Most of us use numerous services available on the net such as mails, social networking services, and blogs. So it is obvious to have the question “Can a database administrator working on Facebook can get the password of my Facebook account if he wishes?”. A worthy question it is. But the answer is “No”. Your passwords are never stored as it is. (Well, I don’t know the policy of Facebook regarding this; I mention it just for an example).
When you enter your password for login it should be verified by the server, at the same time, the password should not be stored as it is in the databases. Thinking about encryption is a good option here, but where will you store the key then? “If key can be stored securely in the database, then we could’ve stored password in the same manner!”.

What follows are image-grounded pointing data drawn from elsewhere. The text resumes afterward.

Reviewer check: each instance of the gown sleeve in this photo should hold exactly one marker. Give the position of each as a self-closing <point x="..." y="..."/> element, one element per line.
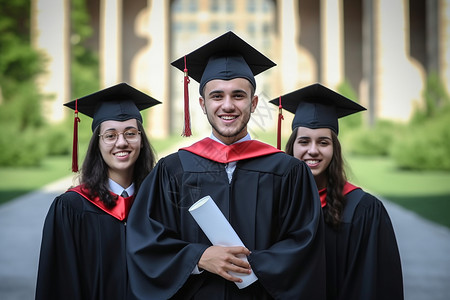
<point x="159" y="261"/>
<point x="58" y="274"/>
<point x="373" y="261"/>
<point x="294" y="266"/>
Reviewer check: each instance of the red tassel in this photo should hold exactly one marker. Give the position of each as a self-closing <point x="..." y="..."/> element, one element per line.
<point x="187" y="119"/>
<point x="75" y="140"/>
<point x="280" y="117"/>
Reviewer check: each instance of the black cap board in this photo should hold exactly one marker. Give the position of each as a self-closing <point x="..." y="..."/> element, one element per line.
<point x="226" y="57"/>
<point x="120" y="102"/>
<point x="316" y="106"/>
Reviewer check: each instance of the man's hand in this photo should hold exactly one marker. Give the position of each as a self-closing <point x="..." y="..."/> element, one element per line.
<point x="221" y="260"/>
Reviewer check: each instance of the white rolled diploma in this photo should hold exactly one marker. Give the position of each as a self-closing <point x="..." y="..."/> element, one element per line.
<point x="219" y="232"/>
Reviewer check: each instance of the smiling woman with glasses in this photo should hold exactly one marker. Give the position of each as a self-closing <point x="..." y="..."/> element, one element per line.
<point x="83" y="250"/>
<point x="130" y="135"/>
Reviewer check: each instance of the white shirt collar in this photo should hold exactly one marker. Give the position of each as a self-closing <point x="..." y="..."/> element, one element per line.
<point x="118" y="189"/>
<point x="245" y="138"/>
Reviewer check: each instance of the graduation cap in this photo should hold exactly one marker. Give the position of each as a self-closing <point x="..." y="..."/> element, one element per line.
<point x="120" y="102"/>
<point x="316" y="106"/>
<point x="226" y="57"/>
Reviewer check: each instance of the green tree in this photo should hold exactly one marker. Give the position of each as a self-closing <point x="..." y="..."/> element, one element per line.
<point x="20" y="110"/>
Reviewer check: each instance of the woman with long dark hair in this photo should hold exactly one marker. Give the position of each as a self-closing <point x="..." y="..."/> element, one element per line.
<point x="362" y="257"/>
<point x="83" y="253"/>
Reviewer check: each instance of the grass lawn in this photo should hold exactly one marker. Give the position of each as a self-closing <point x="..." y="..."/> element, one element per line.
<point x="17" y="181"/>
<point x="426" y="193"/>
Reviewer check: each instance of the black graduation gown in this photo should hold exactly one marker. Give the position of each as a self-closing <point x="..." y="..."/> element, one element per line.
<point x="82" y="252"/>
<point x="271" y="202"/>
<point x="363" y="260"/>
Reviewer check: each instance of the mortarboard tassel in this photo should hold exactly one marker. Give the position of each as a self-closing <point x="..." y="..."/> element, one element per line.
<point x="280" y="117"/>
<point x="187" y="120"/>
<point x="75" y="140"/>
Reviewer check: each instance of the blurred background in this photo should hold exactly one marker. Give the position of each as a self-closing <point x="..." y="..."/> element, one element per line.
<point x="391" y="56"/>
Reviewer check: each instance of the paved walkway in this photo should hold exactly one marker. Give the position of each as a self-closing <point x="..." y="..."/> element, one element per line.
<point x="424" y="247"/>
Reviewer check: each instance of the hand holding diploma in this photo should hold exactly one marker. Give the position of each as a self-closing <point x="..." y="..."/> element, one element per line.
<point x="219" y="231"/>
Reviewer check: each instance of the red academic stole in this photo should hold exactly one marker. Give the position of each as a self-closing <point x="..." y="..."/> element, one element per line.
<point x="348" y="187"/>
<point x="221" y="153"/>
<point x="120" y="211"/>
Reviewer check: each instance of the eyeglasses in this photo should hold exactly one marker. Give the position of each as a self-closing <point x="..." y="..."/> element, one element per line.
<point x="110" y="136"/>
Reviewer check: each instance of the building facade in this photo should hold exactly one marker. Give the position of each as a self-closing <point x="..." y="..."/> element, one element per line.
<point x="385" y="49"/>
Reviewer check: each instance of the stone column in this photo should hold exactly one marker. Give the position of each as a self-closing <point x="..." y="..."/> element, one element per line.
<point x="156" y="79"/>
<point x="399" y="79"/>
<point x="332" y="41"/>
<point x="289" y="58"/>
<point x="110" y="42"/>
<point x="50" y="30"/>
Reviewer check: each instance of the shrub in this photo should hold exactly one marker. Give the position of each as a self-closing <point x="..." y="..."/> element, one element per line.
<point x="425" y="147"/>
<point x="22" y="148"/>
<point x="371" y="141"/>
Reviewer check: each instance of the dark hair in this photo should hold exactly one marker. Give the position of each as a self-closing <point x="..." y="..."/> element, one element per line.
<point x="94" y="172"/>
<point x="336" y="179"/>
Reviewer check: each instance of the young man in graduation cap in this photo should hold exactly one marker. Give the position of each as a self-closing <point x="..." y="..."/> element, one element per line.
<point x="362" y="256"/>
<point x="83" y="243"/>
<point x="269" y="198"/>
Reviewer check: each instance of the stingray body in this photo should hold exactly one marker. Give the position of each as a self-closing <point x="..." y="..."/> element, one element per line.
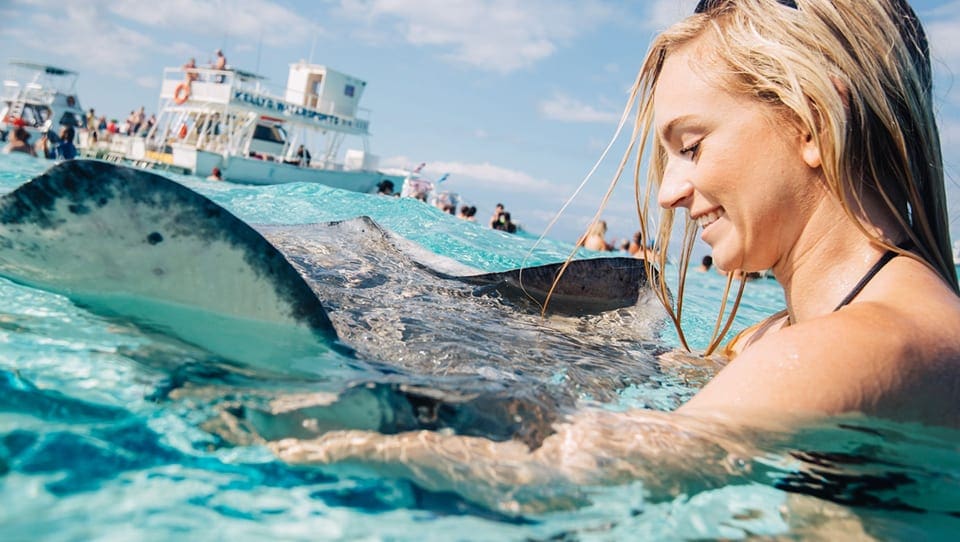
<point x="285" y="300"/>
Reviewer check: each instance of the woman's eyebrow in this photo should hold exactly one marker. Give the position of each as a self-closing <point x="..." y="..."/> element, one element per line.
<point x="666" y="132"/>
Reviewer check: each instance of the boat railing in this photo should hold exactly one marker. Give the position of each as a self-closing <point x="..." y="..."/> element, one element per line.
<point x="31" y="92"/>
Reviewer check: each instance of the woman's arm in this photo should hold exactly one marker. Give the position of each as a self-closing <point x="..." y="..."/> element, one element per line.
<point x="669" y="453"/>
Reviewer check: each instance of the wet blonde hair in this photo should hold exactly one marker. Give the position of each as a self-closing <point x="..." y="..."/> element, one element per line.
<point x="853" y="73"/>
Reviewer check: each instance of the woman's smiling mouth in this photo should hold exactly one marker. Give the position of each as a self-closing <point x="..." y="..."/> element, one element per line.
<point x="708" y="218"/>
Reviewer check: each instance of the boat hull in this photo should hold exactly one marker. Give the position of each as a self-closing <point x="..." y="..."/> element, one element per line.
<point x="261" y="172"/>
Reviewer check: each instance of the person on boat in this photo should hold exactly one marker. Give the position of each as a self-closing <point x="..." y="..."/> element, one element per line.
<point x="19" y="142"/>
<point x="190" y="71"/>
<point x="705" y="264"/>
<point x="798" y="136"/>
<point x="385" y="188"/>
<point x="65" y="148"/>
<point x="594" y="238"/>
<point x="46" y="146"/>
<point x="495" y="220"/>
<point x="303" y="156"/>
<point x="220" y="64"/>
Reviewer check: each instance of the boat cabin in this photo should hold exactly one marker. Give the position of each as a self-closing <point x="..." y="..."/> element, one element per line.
<point x="39" y="97"/>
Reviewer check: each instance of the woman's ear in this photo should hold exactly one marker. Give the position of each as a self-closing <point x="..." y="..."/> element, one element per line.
<point x="809" y="149"/>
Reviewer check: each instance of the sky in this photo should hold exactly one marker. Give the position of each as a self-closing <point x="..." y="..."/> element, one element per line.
<point x="515" y="99"/>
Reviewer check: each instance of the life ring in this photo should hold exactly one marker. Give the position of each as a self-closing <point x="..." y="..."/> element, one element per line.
<point x="181" y="93"/>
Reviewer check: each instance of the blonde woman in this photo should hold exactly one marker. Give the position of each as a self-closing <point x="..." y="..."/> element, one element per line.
<point x="793" y="136"/>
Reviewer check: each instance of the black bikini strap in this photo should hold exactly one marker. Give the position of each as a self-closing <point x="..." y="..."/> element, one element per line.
<point x="868" y="276"/>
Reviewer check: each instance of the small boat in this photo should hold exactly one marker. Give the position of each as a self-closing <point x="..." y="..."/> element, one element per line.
<point x="226" y="119"/>
<point x="39" y="97"/>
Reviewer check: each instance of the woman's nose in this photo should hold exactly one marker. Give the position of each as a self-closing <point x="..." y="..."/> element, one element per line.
<point x="675" y="189"/>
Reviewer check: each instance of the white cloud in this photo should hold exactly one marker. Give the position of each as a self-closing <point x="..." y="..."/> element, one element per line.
<point x="108" y="37"/>
<point x="83" y="35"/>
<point x="566" y="109"/>
<point x="241" y="20"/>
<point x="148" y="81"/>
<point x="492" y="176"/>
<point x="495" y="35"/>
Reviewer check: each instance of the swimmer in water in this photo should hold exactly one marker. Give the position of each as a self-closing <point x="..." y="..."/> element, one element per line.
<point x="798" y="136"/>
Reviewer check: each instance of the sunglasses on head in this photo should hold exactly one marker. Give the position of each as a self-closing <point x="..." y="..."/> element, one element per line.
<point x="707" y="5"/>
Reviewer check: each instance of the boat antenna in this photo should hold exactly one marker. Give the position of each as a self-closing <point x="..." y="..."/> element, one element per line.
<point x="313" y="45"/>
<point x="259" y="48"/>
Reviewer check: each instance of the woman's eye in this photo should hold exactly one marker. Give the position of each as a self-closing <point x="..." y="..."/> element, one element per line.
<point x="691" y="149"/>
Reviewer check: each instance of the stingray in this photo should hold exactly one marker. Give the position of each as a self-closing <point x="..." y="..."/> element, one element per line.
<point x="450" y="346"/>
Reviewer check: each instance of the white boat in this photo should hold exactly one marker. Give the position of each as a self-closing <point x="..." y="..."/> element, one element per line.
<point x="226" y="119"/>
<point x="39" y="97"/>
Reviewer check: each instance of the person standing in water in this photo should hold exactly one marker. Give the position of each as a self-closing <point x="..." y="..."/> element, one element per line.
<point x="798" y="136"/>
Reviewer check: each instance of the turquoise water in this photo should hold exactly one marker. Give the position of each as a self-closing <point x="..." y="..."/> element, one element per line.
<point x="94" y="445"/>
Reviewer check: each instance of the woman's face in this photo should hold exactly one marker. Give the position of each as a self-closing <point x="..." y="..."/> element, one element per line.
<point x="739" y="171"/>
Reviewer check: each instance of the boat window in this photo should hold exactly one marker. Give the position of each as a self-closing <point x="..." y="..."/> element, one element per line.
<point x="269" y="133"/>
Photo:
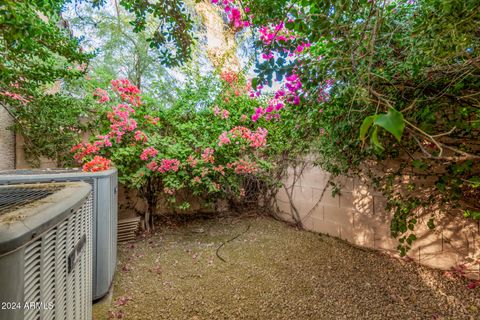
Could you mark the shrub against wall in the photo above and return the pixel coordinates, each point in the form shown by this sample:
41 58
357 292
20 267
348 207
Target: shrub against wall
205 144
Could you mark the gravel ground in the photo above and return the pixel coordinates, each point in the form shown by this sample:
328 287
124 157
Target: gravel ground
273 271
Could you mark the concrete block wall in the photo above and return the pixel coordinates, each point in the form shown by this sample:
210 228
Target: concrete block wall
357 214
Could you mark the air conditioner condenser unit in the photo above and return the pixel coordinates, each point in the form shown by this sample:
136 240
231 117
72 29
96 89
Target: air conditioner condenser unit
104 205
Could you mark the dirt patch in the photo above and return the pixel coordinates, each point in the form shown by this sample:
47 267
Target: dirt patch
273 271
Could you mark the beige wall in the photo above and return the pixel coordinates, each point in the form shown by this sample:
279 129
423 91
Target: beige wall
358 216
7 142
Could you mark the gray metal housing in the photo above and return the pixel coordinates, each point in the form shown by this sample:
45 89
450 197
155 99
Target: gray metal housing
45 255
105 204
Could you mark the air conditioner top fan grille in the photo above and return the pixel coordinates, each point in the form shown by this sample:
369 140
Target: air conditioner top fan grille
13 198
40 171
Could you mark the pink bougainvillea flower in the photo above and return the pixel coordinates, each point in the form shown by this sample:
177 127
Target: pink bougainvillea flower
148 153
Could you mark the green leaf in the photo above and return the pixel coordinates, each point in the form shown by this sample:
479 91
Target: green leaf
366 124
392 121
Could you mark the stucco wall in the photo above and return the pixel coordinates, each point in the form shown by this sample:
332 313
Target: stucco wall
7 142
358 216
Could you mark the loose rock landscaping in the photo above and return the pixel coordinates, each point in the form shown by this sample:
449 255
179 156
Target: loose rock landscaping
273 271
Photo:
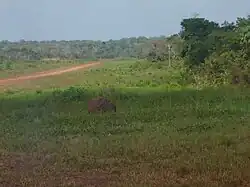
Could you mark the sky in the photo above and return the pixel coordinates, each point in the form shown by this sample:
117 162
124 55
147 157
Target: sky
107 19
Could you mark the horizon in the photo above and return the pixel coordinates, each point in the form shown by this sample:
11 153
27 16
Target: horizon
33 20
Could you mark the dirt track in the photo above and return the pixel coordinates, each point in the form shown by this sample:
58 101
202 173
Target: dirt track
47 73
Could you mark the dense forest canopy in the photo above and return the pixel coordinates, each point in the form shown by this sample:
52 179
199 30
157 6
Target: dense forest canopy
135 47
200 42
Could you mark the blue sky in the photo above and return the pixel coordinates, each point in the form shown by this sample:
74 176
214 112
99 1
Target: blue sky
107 19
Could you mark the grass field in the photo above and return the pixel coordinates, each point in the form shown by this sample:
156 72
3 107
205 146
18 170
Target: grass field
12 69
161 135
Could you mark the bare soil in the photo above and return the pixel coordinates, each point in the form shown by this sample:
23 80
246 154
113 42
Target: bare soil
47 73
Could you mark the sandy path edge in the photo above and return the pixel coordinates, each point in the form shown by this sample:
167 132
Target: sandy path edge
48 73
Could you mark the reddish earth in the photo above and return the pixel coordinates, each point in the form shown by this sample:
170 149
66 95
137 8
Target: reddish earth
48 73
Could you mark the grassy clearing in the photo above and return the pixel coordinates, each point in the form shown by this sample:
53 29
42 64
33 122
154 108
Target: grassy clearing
111 74
12 69
158 136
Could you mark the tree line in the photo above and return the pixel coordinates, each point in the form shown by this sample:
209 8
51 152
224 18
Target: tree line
133 47
210 49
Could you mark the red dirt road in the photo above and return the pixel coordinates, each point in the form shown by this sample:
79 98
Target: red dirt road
48 73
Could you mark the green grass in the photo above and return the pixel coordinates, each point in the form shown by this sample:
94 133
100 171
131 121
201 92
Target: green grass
12 69
157 137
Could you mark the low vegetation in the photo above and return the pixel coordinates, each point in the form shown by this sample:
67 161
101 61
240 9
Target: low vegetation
178 125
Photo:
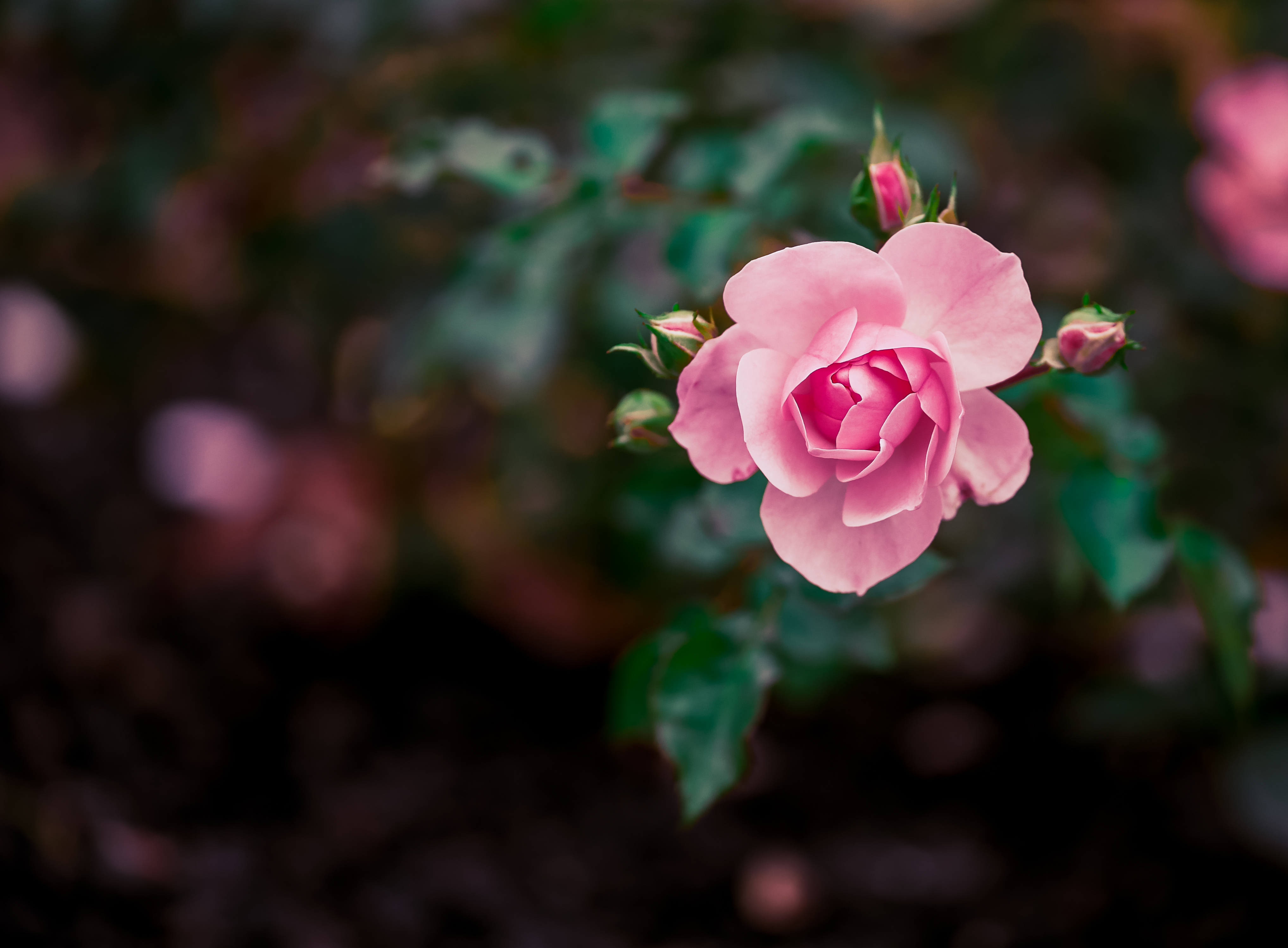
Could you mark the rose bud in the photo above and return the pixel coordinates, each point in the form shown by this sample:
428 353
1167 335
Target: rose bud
1088 347
641 420
893 194
674 341
887 195
1090 337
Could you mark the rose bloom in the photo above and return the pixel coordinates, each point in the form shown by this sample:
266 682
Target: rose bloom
1241 187
857 383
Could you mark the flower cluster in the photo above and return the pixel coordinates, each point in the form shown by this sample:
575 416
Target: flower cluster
858 383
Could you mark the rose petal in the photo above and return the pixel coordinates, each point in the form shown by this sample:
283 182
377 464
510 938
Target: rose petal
817 441
773 440
994 450
809 535
894 431
825 348
708 423
899 485
786 297
870 337
945 448
961 285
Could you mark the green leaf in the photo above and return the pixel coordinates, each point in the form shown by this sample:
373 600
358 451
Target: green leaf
1103 406
704 161
773 146
709 532
504 319
625 128
909 580
1227 593
709 696
514 163
642 419
863 201
818 646
630 717
1115 525
701 250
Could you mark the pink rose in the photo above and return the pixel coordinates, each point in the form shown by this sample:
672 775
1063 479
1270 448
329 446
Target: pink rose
857 383
1241 187
893 194
1088 347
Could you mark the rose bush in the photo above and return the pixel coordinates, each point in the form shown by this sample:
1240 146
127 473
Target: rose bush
857 382
1241 187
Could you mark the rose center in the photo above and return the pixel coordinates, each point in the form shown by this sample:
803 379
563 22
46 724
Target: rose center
848 402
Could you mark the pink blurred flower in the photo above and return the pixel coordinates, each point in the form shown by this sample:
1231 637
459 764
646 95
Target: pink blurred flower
1271 624
857 383
1088 347
212 459
38 347
1241 187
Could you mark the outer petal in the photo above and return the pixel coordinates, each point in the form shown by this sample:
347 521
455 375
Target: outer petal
961 285
808 534
994 450
786 297
899 485
773 440
708 424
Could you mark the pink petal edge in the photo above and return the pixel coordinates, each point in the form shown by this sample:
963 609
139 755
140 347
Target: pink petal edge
785 298
708 423
773 440
994 453
959 284
808 534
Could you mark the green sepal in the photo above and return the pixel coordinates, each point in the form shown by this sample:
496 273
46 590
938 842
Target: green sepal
641 420
863 201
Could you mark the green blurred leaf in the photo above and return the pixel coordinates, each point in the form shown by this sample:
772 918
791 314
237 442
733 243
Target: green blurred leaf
514 163
630 717
504 319
909 580
709 696
773 146
701 250
1103 406
711 531
820 646
1115 525
641 420
1227 593
704 161
625 128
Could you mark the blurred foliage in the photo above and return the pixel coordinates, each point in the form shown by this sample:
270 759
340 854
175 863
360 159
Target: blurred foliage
420 226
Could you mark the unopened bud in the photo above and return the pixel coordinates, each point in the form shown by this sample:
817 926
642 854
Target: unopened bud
1088 347
887 195
1088 342
674 341
641 420
893 194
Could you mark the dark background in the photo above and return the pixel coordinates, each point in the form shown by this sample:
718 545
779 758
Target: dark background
373 712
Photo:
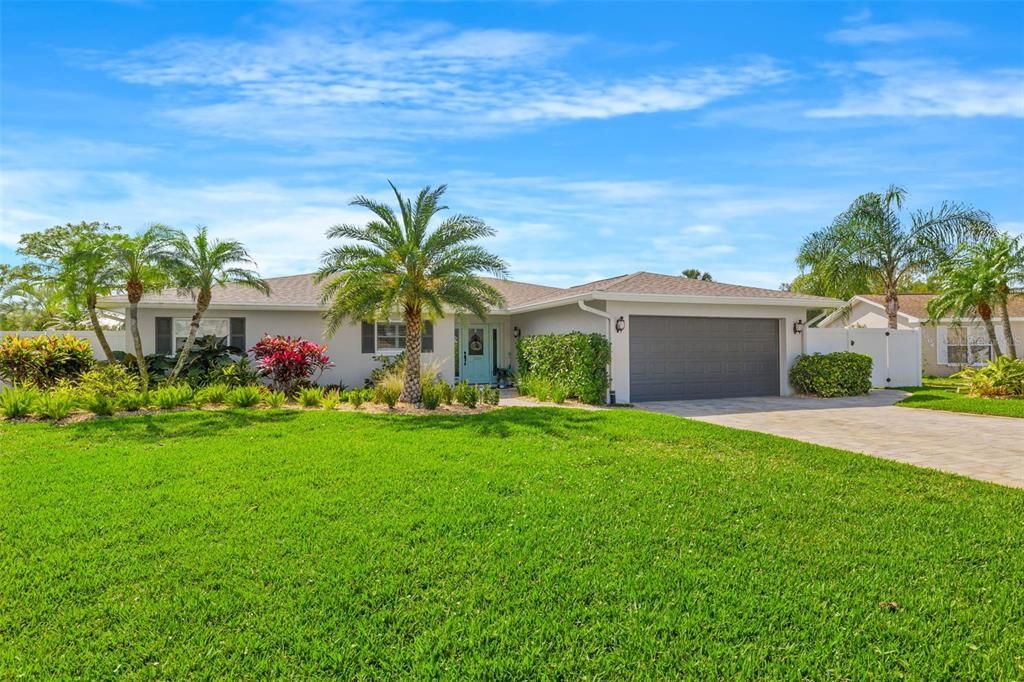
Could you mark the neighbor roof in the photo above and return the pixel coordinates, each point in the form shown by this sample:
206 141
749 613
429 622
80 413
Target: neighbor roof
915 305
300 291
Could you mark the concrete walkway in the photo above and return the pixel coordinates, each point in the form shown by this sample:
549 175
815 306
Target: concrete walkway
984 448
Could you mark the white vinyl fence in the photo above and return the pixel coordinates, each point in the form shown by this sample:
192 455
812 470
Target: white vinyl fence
895 353
116 338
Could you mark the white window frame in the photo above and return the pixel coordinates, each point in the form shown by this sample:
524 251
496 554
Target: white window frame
404 337
205 322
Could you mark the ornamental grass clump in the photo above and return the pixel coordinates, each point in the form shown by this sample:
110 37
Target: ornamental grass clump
16 402
245 396
311 396
55 405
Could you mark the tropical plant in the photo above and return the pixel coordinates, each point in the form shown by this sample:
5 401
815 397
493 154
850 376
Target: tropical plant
274 399
970 285
466 394
1003 377
80 259
17 401
289 361
869 248
56 403
311 396
394 263
198 264
43 360
105 379
142 262
245 396
696 273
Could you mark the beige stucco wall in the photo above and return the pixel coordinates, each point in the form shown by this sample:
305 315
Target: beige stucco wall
344 349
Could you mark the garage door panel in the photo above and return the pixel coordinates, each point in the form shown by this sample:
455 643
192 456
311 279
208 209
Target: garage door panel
702 357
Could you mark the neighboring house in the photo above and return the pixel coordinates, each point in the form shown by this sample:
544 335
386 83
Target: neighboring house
671 337
947 345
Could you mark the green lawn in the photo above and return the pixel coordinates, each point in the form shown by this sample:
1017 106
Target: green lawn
937 393
518 543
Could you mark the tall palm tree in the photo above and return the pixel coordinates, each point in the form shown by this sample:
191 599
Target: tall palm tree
197 265
397 263
79 258
968 287
143 261
868 247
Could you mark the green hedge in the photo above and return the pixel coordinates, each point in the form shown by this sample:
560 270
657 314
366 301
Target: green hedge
834 375
576 363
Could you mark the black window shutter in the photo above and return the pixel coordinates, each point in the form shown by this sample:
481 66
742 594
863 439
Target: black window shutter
427 338
238 334
369 337
165 344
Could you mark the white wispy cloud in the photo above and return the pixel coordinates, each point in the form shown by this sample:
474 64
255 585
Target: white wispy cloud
882 34
925 88
434 80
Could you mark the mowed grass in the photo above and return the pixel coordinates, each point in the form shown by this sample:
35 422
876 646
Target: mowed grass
521 543
937 393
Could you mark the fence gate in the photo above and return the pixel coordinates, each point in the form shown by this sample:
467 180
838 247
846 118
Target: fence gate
895 354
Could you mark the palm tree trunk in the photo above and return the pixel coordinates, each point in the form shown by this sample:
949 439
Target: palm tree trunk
134 296
202 303
411 384
892 308
90 304
985 312
1008 332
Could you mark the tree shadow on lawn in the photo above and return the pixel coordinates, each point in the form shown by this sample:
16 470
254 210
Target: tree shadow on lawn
169 425
504 423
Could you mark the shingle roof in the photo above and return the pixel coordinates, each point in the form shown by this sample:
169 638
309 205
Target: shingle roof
300 290
916 304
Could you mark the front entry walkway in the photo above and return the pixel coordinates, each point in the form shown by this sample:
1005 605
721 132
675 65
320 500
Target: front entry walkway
984 448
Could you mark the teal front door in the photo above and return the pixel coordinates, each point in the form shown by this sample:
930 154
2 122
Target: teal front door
476 354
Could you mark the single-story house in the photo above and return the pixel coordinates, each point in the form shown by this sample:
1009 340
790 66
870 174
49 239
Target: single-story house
671 337
947 345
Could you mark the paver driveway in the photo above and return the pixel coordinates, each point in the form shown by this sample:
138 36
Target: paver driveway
984 448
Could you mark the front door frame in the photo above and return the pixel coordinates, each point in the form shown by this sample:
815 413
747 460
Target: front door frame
462 352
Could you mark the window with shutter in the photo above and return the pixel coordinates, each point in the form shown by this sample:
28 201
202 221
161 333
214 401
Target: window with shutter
238 334
164 340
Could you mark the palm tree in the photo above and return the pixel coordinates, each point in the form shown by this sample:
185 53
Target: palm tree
79 259
968 287
197 265
397 263
696 273
868 247
143 260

The solution is Hashing. What is a hash function? A hash function is one in which when you pass data, it will produce an output string of a particular length.
Let A be the data and h(n) be the hash function.
h(A) = X
where X is called the message digest of the data A.
h(n) does not have an inverse function. So given X, you cannot arrive at A using any algorithm ideally.
i.e., h-1(X) does not exist.
At the same time, the algorithm should be as such that it does not produce the same message digest for two different messages. But achieving this is impossible as the message space is larger than the digest space, so the probability of getting same message digest for two different messages should be minimum (Pigeon hole principle explains why it is impossible to avoid collision). Two different messages having a same message digest is called a collision. There are various standard hash functions such as MD2, MD4, MD5, SHA0, SHA1, SHA2 are available which has the above mentioned property. I am not a very good mathematician so it is inappropriate for me to explain more about the mathematical properties of hash functions further, so I stop myself here.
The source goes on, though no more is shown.